The paper presents NOVA, an autoregressive model that bypasses vector quantization to enhance video generation fidelity and efficiency.
It reformulates video creation as dual temporal frame-by-frame and spatial set-by-set predictions, leveraging bidirectional transformer insights.
NOVA achieves impressive performance with a 0.6B parameter model, scoring 80.1 on VBench and processing 2.75 fps on high-end GPUs.

Autoregressive Video Generation without Vector Quantization: An Examination of NOVA

The paper under review introduces a novel autoregressive model for video generation termed NOVA, which stands apart from prior models by eschewing vector quantization. Instead, NOVA employs non-quantized temporal and spatial autoregressive modeling. This approach is innovative for its application of autoregressive LLMs into visual domains without relying on discrete token spaces, thus addressing the inherent limitations of vector-quantized tokenizers which struggle to balance fidelity and compression efficiency.

Methodological Insights

The authors propose reformulating video generation as a dual problem of frame prediction and spatial prediction, split into:

Temporal Frame-by-Frame Prediction: This approach uses a causal relationship between frames akin to a LLM predicting words, maintaining the in-context abilities characteristic of such models. NOVA processes videos frame by frame, thus integrating these frames over time in a streamlined fashion that preserves the autoregressive properties between them.
Spatial Set-by-Set Prediction: This involves a random order of set predictions within each video frame, leveraging bidirectional transformer capabilities for efficiency without sacrificing the high-fidelity generation.

Noteworthy is the use of a design inspired by MAR for image generation, which NOVA extends into the video space without transitioning to discrete token representations. This enables NOVA to maintain a continuous input representation akin to image diffusion models but with the added benefit of autoregressive context handling.

Performance and Results

NOVA is described to surpass existing autoregressive video models in data efficiency, inference speed, visual quality, and video fluency, despite its relatively smaller model size of 0.6 billion parameters.
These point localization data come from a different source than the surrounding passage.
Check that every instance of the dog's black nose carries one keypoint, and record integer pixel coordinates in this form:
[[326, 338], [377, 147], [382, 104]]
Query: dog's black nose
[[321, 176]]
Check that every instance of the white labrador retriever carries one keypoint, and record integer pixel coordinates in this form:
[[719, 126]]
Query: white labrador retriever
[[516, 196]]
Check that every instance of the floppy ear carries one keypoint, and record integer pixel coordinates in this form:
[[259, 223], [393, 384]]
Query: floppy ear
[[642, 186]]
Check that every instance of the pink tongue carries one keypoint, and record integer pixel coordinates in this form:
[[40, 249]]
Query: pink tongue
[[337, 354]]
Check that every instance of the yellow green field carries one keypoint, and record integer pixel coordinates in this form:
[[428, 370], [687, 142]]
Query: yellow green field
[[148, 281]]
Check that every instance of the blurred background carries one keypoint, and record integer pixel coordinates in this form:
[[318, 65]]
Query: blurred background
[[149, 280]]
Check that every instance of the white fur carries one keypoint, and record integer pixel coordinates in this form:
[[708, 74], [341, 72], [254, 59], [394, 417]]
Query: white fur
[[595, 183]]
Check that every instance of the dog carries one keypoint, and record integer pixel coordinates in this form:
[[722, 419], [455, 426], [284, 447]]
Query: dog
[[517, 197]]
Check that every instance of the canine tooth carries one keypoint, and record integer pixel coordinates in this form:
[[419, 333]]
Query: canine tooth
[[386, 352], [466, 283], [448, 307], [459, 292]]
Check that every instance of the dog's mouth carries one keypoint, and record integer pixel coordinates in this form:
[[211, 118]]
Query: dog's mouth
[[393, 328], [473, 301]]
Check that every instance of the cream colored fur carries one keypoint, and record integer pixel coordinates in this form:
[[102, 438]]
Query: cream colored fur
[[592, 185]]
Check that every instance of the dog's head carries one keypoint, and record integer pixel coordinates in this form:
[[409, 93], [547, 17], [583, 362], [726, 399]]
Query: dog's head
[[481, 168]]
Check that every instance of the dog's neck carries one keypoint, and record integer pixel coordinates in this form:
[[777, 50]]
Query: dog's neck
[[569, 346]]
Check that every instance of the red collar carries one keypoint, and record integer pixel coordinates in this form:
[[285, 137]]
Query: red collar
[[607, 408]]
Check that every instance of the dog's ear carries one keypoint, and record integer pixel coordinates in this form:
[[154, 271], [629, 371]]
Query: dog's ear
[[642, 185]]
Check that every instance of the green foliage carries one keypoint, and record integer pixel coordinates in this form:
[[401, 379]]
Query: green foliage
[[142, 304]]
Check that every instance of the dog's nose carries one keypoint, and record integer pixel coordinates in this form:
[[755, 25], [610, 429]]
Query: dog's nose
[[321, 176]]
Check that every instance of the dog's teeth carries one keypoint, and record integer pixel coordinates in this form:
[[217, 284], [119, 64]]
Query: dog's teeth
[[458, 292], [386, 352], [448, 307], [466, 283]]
Numerically, the model yields a VBench score of 80.1 and a processing speed of 2.75 frames per second when assessed using powerful hardware configurations (an NVIDIA A100 GPU). This demonstrates its practical viability in high-performance contexts, especially for text-to-image tasks where it reportedly outperforms even diffusion-based contemporaries when evaluated by the GenEval metric.

Implications and Future Directions

The implications of this research are vast for the field of computer vision's intersection with AI. The novel autoregressive sequence construction eschewing vector quantization signifies a potential shift towards models that can offer both high fidelity and computational efficiency without the trade-off typically involved in quantization. This approach reflects a path forward for AI models dealing with generative tasks across diverse media types.

Practically, the model offers the promise of efficient video generation capabilities scaling not only in quality but in adaptability, enhancing tasks ranging from real-time video synthesis to extended duration outputs thereby affecting domains like film, virtual reality, and real-time graphics in interactive applications.

Theoretically, NOVA contributes to discussions about the foundational architectures underpinning generative AI, suggesting that advances in the autoregressive paradigm may continue to offer meaningful improvements over diffusion models, especially when broadened from text to incorporate rich, spatially and temporally dynamic datasets. Future developments will likely focus on further model optimizations and enhancements based on these new autoregressive paradigms, potentially exploring larger datasets and further scaling model size to fully harness the in-context abilities demonstrated by NOVA.

In conclusion, NOVA models an important step toward more efficient and effective autoregressive video generation, potentially setting a benchmark for future research marrying high-fidelity output with computational efficiency.